问题
I am trying to write a simple C serial communication program for Linux. I am confused about the blocking/non-blocking reads and VMIN/VTIME relationships.
My question is, if I should be settings VMIN/VTIME according to whether I have a blocking/non-blocking open call?
For example, if I have the following open call:
open( "/dev/ttyS0", O_RDWR|O_NONBLOCK|O_NOCTTY)
Should I set the VMIN/VTIME to:
.c_cc[VTIME] = 0;
.c_cc[VMIN] = 0;
and if I have blocking mode like:
open( "/dev/ttyS0", O_RDWR|O_NOCTTY)
should I set the VMIN/VTIME to:
.c_cc[VTIME] = 0;
.c_cc[VMIN] = 1;
?
Does it make any difference what VMIN/VTIME are set to even though the port open flags are set appropriately?
If anybody could help me understand the relationship between VMIN/VTIME and blocking/non-blocking ports I would really appreciate it.
Thanks
回答1:
Andrey is right. In non-blocking mode, VMIN/VTIME have no effect (FNDELAY / O_NDELAY seem to be linux variants of O_NONBLOCK, the portable, POSIX flag).
When using select() with a file in non-blocking mode, you get an event for every byte that arrives. At high serial data rates, this hammers the CPU. It's better to use blocking mode with VMIN, so that select() waits for a block of data before firing an event, and VTIME to limit the delay, for blocks smaller than VMIN.
Sam said "If you want to make sure you get data every half second you could set vtime" (VTIME = 5).
Intuitively, you may expect that to be true, but it's not. The BSD termios man page explains it better than linux (though they both work the same way). The VTIME timer is an interbyte timer. It starts over with each new byte arriving at the serial port. In a worst case scenario, select() can wait up to 20 seconds before firing an event.
Suppose you have VMIN = 250, VTIME = 1, and serial port at 115200 bps. Also suppose you have an attached device sending single bytes slowly, at a consistent rate of 9 cps. The time between bytes is 0.11 seconds, long enough for the interbyte timer of 0.10 to expire, and select() to report a readable event for each byte. All is well.
Now suppose your device increases its output rate to 11 cps. The time between bytes is 0.09 seconds.

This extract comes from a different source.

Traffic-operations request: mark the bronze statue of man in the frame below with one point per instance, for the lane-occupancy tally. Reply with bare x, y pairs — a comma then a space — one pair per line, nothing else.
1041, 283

It's not long enough for the interbyte timer to expire, and with each new byte, it starts over. To get a readable event, VMIN = 250 must be satisfied. At 11 cps, that takes 22.7 seconds. It may seem that your device has stalled, but the VTIME design is the real cause of delay.

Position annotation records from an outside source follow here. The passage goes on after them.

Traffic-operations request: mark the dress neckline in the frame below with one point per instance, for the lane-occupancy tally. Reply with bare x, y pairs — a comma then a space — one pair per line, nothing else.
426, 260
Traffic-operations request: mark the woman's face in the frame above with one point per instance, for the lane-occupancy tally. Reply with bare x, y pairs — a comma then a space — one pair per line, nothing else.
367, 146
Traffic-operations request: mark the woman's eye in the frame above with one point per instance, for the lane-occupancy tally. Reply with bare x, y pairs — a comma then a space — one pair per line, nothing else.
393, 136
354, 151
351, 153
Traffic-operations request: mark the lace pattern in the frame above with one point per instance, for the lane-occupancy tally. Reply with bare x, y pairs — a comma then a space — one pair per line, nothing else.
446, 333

I tested this with two Perl scripts, sender and receiver, a two port serial card, and a null modem cable. I proved that it works as the man page says. VTIME is an interbyte timer that's reset with the arrival of each new byte.
A better design would have the timer anchored, not rolling. It would continue ticking until it expires, or VMIN is satisfied, whichever comes first. The existing design could be fixed, but there is 30 years of legacy to overcome.

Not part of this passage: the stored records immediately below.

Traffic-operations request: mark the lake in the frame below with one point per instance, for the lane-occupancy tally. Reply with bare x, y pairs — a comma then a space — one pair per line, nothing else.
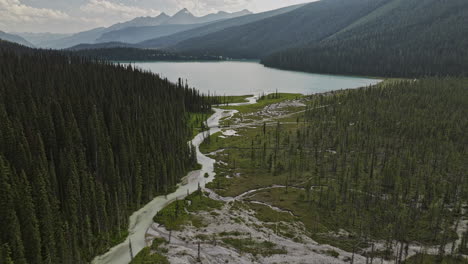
250, 77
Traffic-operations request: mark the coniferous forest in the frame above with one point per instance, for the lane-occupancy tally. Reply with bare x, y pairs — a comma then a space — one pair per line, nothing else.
82, 144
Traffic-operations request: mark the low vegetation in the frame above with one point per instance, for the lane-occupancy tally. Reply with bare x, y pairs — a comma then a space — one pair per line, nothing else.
382, 164
179, 213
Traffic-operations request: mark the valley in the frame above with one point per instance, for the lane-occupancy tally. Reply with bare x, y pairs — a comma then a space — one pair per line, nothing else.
272, 203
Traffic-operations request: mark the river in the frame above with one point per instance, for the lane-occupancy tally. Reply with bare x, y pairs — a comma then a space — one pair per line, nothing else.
230, 78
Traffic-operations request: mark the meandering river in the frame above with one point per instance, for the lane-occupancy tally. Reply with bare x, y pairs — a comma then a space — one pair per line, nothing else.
221, 78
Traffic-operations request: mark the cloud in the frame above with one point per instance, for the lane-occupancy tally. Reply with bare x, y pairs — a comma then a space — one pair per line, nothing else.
13, 12
116, 10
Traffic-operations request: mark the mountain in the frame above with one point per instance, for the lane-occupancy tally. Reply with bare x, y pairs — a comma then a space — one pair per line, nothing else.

In practice, you may rarely encounter such a scenario. But it lurks, so beware.
回答2:
Make sure to unset the FNDELAY flag for descriptor using fcntl, otherwise VMIN/VTIME are ignored. Serial Programming Guide for POSIX Operating Systems
回答3:
I'd recommend using vmin and vtime both 0 if you're using nonblocking reads. That will give you the behavior that if data is available, then it will be returned; the fd will be ready for select, poll, etc whenever data is available.
vmin and vtime are useful if you're doing blocking reads. For example if you're expecting a particular packet size then you could set vmin. If you want to make sure you get data every half second you could set vtime.
Obviously vmin and vtime are only for non-canonical mode (non-line mode)
My suspicion is that in nonblocking mode if you set vmin say to 5, then the fd will not be read-ready and read will return EWOULDBLOCK until 5 characters are ready. I don't know and don't have an easy test case to try, because all the serial work I've done has been either blocking or has set both to 0.